You are given a **0-indexed** integer array `vals` of length `n` where `vals[i]` denotes the value of the i^th^ node. You are also given a 2D integer array `edges` where `edges[i]` = [$a_i$, $b_i$] denotes that there exists an **undirected** edge connecting nodes $a_i$ and $b_i$.
A **good path** is a simple path that satisfies the following conditions:
The starting node and the ending node have the **same** value.
All nodes between the starting node and the ending node have values **less than or equal to** the starting node (i.e. the starting node's value should be the maximum value along the path).
Return *the number of distinct good paths.*
Note that a path and its reverse are counted as the **same** path.
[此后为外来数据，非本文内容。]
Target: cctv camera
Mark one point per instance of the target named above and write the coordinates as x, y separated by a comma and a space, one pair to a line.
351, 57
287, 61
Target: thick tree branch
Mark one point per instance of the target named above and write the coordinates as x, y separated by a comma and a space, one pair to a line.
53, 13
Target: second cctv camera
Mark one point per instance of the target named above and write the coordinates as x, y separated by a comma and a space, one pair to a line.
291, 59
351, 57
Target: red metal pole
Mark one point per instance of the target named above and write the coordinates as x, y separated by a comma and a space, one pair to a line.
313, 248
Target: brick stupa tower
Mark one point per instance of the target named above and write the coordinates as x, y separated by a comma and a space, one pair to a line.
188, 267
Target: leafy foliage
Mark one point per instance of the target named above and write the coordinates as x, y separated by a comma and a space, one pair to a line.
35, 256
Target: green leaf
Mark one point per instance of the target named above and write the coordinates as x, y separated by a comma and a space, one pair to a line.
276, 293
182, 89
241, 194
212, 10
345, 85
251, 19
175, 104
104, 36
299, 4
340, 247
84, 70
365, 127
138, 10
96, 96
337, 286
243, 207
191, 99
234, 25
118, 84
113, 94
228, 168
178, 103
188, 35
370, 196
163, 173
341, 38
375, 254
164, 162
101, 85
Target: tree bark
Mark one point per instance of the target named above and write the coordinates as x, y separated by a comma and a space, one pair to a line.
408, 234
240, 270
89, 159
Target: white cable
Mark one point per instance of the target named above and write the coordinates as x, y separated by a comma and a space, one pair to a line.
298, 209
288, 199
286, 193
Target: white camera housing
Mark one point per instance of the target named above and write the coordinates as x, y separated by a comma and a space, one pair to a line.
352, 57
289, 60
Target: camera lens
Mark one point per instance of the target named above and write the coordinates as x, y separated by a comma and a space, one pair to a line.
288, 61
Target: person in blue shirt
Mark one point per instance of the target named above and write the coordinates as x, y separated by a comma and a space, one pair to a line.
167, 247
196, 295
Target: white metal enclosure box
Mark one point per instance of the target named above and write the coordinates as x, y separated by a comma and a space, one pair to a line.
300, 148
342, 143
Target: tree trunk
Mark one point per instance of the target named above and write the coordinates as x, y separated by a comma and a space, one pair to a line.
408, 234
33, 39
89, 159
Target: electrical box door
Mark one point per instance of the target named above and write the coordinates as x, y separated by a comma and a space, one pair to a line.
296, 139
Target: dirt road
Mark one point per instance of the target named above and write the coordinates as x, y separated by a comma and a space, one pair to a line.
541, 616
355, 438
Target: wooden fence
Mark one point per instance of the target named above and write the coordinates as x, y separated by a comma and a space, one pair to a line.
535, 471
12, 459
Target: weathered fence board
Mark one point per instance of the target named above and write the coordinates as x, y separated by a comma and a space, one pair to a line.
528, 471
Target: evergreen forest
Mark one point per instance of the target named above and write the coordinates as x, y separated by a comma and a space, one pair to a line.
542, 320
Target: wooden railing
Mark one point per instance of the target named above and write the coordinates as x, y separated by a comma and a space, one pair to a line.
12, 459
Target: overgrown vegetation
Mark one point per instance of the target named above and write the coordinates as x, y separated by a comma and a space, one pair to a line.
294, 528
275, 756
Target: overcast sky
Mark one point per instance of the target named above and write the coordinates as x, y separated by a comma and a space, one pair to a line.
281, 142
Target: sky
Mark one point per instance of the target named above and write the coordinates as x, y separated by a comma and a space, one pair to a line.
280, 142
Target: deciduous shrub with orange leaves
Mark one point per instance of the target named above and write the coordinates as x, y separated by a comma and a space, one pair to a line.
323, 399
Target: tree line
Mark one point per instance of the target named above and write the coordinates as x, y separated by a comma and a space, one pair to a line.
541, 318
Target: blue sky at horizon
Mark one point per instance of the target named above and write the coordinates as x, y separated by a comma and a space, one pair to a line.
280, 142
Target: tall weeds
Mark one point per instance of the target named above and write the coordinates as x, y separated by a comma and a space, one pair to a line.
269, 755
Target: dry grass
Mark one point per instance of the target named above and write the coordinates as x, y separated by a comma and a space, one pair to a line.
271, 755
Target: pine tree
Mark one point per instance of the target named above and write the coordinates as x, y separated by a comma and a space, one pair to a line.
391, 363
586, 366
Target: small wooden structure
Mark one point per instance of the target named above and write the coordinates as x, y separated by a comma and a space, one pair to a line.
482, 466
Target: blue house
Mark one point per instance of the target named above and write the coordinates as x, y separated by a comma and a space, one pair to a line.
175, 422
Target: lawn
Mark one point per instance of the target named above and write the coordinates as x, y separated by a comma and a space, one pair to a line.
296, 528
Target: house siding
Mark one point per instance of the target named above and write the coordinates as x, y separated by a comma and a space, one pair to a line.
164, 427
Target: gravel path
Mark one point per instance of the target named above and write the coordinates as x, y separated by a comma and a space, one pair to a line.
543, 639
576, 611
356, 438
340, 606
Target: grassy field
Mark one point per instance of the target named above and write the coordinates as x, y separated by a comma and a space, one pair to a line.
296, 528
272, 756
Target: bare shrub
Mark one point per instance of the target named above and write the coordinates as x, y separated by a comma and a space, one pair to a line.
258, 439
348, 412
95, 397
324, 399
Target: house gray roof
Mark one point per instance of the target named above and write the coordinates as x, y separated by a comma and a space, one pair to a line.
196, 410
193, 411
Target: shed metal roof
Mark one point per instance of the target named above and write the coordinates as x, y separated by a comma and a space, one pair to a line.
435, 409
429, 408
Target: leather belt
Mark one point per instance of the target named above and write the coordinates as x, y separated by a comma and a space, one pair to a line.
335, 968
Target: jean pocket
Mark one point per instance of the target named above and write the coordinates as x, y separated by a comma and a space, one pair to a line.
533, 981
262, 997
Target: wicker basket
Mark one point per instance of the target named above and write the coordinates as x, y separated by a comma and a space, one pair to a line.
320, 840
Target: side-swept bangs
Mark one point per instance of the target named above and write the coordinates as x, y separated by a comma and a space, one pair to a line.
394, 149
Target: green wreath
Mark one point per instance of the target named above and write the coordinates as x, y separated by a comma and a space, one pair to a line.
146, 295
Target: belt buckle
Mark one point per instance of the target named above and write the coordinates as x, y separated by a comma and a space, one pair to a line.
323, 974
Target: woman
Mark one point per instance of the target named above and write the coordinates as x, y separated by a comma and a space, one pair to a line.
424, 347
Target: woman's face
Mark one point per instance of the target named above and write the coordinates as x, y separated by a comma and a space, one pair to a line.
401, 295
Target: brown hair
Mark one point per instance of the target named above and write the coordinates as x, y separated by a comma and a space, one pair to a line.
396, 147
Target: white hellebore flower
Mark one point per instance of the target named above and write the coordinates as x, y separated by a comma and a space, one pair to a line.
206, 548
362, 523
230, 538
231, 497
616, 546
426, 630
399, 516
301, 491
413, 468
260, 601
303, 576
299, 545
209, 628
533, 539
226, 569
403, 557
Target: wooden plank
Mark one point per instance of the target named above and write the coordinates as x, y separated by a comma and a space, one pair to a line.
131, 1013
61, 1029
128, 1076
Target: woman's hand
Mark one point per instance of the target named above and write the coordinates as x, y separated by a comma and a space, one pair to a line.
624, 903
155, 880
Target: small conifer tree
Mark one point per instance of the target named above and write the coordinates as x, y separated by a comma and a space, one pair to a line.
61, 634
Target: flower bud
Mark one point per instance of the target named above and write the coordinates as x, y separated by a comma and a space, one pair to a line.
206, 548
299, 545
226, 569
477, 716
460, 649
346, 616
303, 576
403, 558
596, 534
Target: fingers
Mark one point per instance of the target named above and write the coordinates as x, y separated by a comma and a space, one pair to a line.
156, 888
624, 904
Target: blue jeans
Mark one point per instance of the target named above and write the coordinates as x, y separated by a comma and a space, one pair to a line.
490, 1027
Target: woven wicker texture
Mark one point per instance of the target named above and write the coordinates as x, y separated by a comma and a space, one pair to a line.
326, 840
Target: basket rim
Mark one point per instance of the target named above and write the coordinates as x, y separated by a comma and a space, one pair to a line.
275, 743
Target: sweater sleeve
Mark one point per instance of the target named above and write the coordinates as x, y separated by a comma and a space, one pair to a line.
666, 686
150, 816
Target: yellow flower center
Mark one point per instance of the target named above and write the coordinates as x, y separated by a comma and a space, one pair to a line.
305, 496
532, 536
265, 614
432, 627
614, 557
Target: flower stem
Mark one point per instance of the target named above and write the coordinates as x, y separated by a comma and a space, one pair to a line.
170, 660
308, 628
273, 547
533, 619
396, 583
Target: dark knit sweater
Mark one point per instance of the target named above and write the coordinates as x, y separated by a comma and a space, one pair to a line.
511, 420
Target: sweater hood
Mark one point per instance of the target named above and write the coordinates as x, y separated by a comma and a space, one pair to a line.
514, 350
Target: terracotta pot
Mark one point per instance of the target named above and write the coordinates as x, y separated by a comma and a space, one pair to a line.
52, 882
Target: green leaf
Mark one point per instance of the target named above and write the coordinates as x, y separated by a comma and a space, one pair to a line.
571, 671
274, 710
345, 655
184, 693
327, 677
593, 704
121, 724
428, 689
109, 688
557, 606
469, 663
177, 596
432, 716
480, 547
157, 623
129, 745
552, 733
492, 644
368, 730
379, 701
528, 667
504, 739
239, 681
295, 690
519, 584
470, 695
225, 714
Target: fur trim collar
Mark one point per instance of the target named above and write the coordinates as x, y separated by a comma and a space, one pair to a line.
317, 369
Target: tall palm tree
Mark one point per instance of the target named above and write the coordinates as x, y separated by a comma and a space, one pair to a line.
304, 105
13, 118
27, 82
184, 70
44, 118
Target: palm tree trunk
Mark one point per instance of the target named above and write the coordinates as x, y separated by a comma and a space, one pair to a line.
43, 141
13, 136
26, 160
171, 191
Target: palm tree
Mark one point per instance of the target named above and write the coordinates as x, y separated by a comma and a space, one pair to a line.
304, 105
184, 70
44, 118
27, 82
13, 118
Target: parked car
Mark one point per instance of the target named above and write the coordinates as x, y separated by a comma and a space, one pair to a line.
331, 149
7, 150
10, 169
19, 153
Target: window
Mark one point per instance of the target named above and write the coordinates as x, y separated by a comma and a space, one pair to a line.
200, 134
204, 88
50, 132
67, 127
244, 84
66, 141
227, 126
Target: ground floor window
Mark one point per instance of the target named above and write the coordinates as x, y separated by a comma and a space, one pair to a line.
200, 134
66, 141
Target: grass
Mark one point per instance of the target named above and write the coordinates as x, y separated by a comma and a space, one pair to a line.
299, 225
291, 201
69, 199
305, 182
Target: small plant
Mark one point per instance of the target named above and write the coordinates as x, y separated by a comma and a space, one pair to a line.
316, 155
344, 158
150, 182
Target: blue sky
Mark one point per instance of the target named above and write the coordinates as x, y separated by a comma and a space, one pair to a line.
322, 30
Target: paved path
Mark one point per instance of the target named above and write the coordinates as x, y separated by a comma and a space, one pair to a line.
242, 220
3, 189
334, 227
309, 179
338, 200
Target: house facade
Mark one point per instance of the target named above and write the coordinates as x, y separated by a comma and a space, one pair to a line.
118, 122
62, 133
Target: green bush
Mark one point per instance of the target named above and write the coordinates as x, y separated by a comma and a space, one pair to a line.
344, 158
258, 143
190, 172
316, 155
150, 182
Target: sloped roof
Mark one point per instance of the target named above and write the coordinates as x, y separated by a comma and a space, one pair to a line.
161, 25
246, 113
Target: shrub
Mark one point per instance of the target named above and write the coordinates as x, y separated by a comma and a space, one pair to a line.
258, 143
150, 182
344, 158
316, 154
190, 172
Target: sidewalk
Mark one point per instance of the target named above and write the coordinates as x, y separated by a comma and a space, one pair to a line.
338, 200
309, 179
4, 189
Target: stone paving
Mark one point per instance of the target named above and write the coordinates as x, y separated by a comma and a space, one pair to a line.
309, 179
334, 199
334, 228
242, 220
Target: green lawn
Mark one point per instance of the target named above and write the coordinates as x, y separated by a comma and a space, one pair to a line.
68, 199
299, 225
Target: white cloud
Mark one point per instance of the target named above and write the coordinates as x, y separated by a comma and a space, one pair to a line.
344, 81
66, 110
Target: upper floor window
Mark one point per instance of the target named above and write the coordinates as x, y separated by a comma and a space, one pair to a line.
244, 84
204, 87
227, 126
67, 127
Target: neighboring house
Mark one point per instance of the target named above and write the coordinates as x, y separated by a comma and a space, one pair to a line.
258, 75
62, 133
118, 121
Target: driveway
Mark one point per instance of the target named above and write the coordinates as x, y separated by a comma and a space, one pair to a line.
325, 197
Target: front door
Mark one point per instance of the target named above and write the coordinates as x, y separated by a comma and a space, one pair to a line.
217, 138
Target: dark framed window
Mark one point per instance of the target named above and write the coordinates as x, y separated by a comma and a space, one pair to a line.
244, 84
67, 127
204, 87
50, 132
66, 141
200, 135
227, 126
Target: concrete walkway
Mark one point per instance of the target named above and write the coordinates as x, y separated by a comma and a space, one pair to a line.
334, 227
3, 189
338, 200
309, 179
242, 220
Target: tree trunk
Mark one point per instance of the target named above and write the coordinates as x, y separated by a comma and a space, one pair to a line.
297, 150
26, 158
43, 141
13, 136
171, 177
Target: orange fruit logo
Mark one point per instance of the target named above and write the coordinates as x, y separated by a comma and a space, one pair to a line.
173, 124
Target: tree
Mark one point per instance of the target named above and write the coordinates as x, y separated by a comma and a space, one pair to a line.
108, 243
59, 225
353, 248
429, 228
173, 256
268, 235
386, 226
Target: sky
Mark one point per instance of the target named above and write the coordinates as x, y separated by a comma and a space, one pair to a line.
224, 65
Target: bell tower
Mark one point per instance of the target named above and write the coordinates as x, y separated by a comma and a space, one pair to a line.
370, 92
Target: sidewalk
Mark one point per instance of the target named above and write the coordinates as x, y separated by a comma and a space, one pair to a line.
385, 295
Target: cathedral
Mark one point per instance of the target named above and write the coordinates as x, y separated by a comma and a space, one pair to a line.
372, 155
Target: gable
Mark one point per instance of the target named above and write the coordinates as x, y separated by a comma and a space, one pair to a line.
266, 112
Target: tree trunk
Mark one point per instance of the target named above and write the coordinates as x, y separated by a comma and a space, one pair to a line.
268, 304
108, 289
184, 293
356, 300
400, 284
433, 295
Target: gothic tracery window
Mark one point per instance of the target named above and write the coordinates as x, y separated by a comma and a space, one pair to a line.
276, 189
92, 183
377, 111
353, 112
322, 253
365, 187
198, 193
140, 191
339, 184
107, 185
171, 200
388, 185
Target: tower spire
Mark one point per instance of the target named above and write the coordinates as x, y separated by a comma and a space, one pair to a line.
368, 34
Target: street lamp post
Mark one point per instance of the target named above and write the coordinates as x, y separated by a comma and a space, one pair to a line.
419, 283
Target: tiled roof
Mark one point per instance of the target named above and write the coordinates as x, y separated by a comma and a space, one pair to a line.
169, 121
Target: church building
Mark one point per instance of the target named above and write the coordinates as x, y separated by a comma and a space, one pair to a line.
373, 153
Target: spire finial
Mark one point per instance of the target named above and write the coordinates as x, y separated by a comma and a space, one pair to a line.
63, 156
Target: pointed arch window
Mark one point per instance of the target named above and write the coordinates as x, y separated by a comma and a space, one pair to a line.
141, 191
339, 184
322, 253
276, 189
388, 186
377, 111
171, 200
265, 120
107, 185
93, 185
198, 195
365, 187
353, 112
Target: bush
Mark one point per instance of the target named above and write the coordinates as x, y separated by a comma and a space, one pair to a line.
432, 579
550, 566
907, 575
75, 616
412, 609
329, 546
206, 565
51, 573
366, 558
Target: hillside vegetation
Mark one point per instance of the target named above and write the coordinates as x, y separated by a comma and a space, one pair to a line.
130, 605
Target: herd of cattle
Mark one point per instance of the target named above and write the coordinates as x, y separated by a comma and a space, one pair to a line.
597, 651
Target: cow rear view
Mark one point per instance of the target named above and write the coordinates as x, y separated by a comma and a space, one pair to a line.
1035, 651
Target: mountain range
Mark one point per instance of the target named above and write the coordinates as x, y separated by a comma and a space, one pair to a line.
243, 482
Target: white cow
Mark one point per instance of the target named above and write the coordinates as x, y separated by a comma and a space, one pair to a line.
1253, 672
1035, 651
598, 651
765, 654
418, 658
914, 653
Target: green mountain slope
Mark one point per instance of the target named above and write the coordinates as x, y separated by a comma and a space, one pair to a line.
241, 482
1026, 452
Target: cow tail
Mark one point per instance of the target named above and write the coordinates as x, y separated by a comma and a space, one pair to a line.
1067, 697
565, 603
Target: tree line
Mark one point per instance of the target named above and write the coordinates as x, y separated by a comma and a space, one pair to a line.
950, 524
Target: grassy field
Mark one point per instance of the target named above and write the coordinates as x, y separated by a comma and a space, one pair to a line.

For example, `0 -> 1` is considered to be the same as `1 -> 0`. A single node is also considered as a valid path.
### 範例
**Example 1:**
![](https://assets.leetcode.com/uploads/2022/08/04/f9caaac15b383af9115c5586779dec5.png =50%x)
```
Input: vals = [1,3,2,1,3], edges = [[0,1],[0,2],[2,3],[2,4]]
Output: 6
Explanation: There are 5 good paths consisting of a single node.
There is 1 additional good path: 1 -> 0 -> 2 -> 4.
(The reverse path 4 -> 2 -> 0 -> 1 is treated as the same as 1 -> 0 -> 2 -> 4.)
Note that 0 -> 2 -> 3 is not a good path because vals[2] > vals[0].
```
**Example 2:**
![](https://assets.leetcode.com/uploads/2022/08/04/149d3065ec165a71a1b9aec890776ff.png =50%x)
```
Input: vals = [1,1,2,2,3], edges = [[0,1],[1,2],[2,3],[2,4]]
Output: 7
Explanation: There are 5 good paths consisting of a single node.
There are 2 additional good paths: 0 -> 1 and 2 -> 3.
```
**Example 3:**
![](https://assets.leetcode.com/uploads/2022/08/04/31705e22af3d9c0a557459bc7d1b62d.png =30%x)
```
Input: vals = [1], edges = []
Output: 1
Explanation: The tree consists of only one node, so there is one good path.
```
**Constraints**:
* `n` == `vals.length`
* 1 <= `n` <= 3 * 10^4^
* 0 <= `vals[i]` <= 10^5^
* `edges.length` == `n` - 1
* `edges[i].length` == 2
* 0 <= $a_i$, $b_i$ < `n`
* $a_i$ != $b_i$
* `edges` represents a valid tree.
### 解答
#### C++
##### 思路:
1. 找path, 頭尾值需相同, path途中值小於等於頭尾
2. 如何找到及遍歷符合的path? 如何避免重複path?
3. 看答案
4. 從最小值的node開始做, 把出現過的node可以連接的當作一群, 每有新的node加入群時, 因為是從值小的部分開始做, 加入的node形成的path勢必合法, 故結果只需看新加入群的node有幾個即可算可組成多少path
##### 做法:
1. adjacent list 紀錄每個node與其相連值較小或等於的node
2. 建立map<int, vector<int>>代表某個值包含哪些node
3. 由小至大處理每一個值的nodes
4. 用Union find連接當前處理的nodes跟之前的nodes, 形成可能不只一個的component(可用編號小的當component head)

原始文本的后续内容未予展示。